Putting a name to the face
Six Degrees of Separation from Lilia Cuntapay finally put a name to the face every child from the ‘90s vividly remembered. However, despite her having earned a Best Actress trophy from Cinema One Originals Film Festival and nominations from prestigious award-giving bodies, she still played the same roles that she had been playing prior to her brief stint as an awarded actress. While her screen times become more sizable, and her characters had actual names instead of being referred to as just “The Maid,” “The Aswang” or “The Old Hag,” she was still relegated to roles more comedic in nature, roles that didn’t require acting flair but her unique look. She became the unfortunate victim of a murderous bag in Joyce Bernal’s Segunda Mano (2011). In her last feature-length film, Jose Javier Reyes’ My Bebe Love (2015), she played an aged matriarch whose birthday celebration turned into a wild circus. She was working up to the very end, up until she got sick, which led her to request for financial aid from the public. She died last Aug. 20, leaving family and friends lamenting the loss of a loved one, and a country weeping because of the disappearance of someone whose life and career summed up the struggles of the countless many who have lived lives as nameless supports in a culture that is all about names.

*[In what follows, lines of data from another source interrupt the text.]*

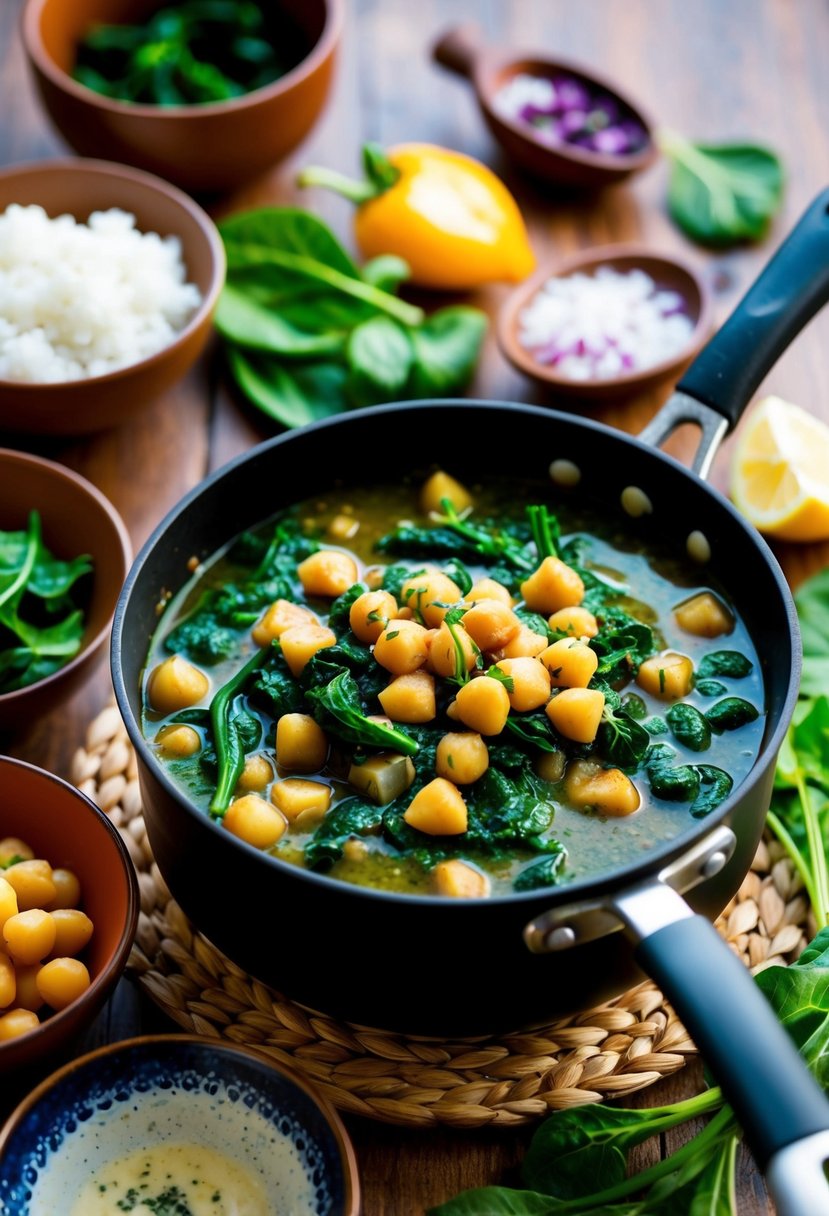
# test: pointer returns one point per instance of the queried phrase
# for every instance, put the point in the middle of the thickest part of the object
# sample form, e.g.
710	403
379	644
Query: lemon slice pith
779	478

There is no doubt that Lilia Cuntapay will always be remembered, maybe not as a great actress, but as someone whose dedication and fervor for all roles she played, however puny or thankless, enlarged everything around her, turning those scenes into icons and highlights.

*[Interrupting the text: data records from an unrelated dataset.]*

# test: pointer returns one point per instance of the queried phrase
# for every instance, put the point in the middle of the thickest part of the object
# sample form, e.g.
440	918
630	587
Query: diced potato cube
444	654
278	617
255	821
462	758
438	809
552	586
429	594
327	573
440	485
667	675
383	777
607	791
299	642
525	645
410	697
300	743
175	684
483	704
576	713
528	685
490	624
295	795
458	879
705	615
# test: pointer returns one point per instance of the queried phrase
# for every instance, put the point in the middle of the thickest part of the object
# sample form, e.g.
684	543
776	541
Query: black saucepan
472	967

Lola Isang died in faraway Abra several years ago. I still remember her face, her flowing silver hair that, by the time we got home from school, was already neatly fashioned into a bun, her impassioned curses in Ilocano, and also her sweet, sweet smile. Like Cuntapay, who lived a life serving an industry that only saw her as a character, Lola Isang lived most of her adult life serving me and my siblings who at that time saw her only as a precious nanny. She dedicated her mornings, days and nights to seeing me and my siblings turn out to be fine and successful adults, yet she passed away without ever seeing us, mainly because we were too busy with our own adult lives to visit her in the province. That is the tragedy of a life that has been dedicated to people — how there is no absolute assurance that the loyalty one has given will be equally repaid within the same lifetime. That is why we have these tributes to ease the burden, to at least immortalize the virtues of a life fully and honorably lived, lest they be woefully forgotten. That may not be enough repayment, but that is the most we can do.